Now that the election is over, the Obama Administration and policymakers nationally can return to governing.  Of all the education-related decisions that have to be made, the future of teacher evaluation has to be front and center.

In particular, how should “value-added” measures be used in teacher evaluation? President Obama’s Race to the Top initiative expanded the use of these measures, which attempt to identify how much each teacher contributes to student test scores. In doing so, the initiative embraced and expanded the controversial reliance on standardized tests that started under President Bush’s No Child Left Behind.

In many respects, The Race was well designed. It addresses an important problem – the vast majority of teachers report receiving limited quality feedback on instruction. As a competitive grants program, it was voluntary for states to participate (though involuntary for many districts within those states). The Administration also smartly embraced the idea of multiple measures of teacher performance.

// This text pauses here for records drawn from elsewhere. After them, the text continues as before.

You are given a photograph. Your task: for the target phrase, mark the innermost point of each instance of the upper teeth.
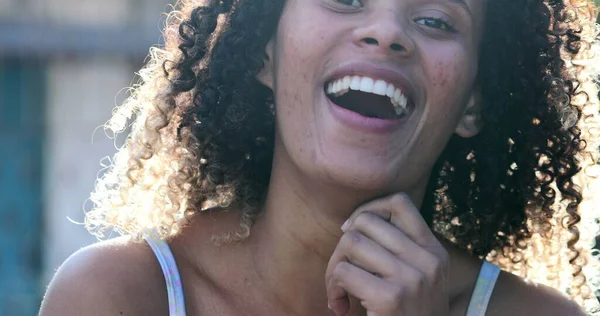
(365, 84)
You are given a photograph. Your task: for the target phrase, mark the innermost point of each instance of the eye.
(354, 3)
(436, 23)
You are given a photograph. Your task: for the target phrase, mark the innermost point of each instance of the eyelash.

But they also made one decision that I think was a mistake.  They encouraged—or required, depending on your vantage point—states to lump value-added or other growth model estimates together with other measures. The raging debate since then has been over what percentage of teachers’ final ratings should be given to value-added versus the other measures. I believe there is a better way to approach this issue, one that focuses on teacher evaluations not as a measure, but rather as a process.

The idea of combining the measures has some advantages.  For example, as I wrote in my book on about value-added measures, combined measures have greater reliability and probably better validity as well.  But there is also one major issue: Teachers by and large do not like or trust value-added measures. There are some good reasons for this: The measures are not very reliable and therefore bounce around from year to year in ways that have nothing to do with actual performance. There is more debate about whether the measures are, in any given year, providing useful information about “true” teacher performance (i.e., whether they are valid).

The larger problem is that policymakers have tended to look at the teacher evaluation problem like measurement experts rather than school leaders. Measurement experts naturally want validity and reliable measures—ones that accurately capture teacher effectiveness. School leaders, on the other hand, can and should be more concerned about whether the entire process leads to valid and reliable conclusions about teacher effectiveness. The process includes measures, but also clear steps, checks and balances, and opportunities to identify and fix evaluation mistakes. It is that process, perhaps as much as the measures themselves, that instills trust in the system among educators. But the idea of combining multiple measures has short-circuited discussion about how the multiple measures—and especially value-added—could be used to create a better process.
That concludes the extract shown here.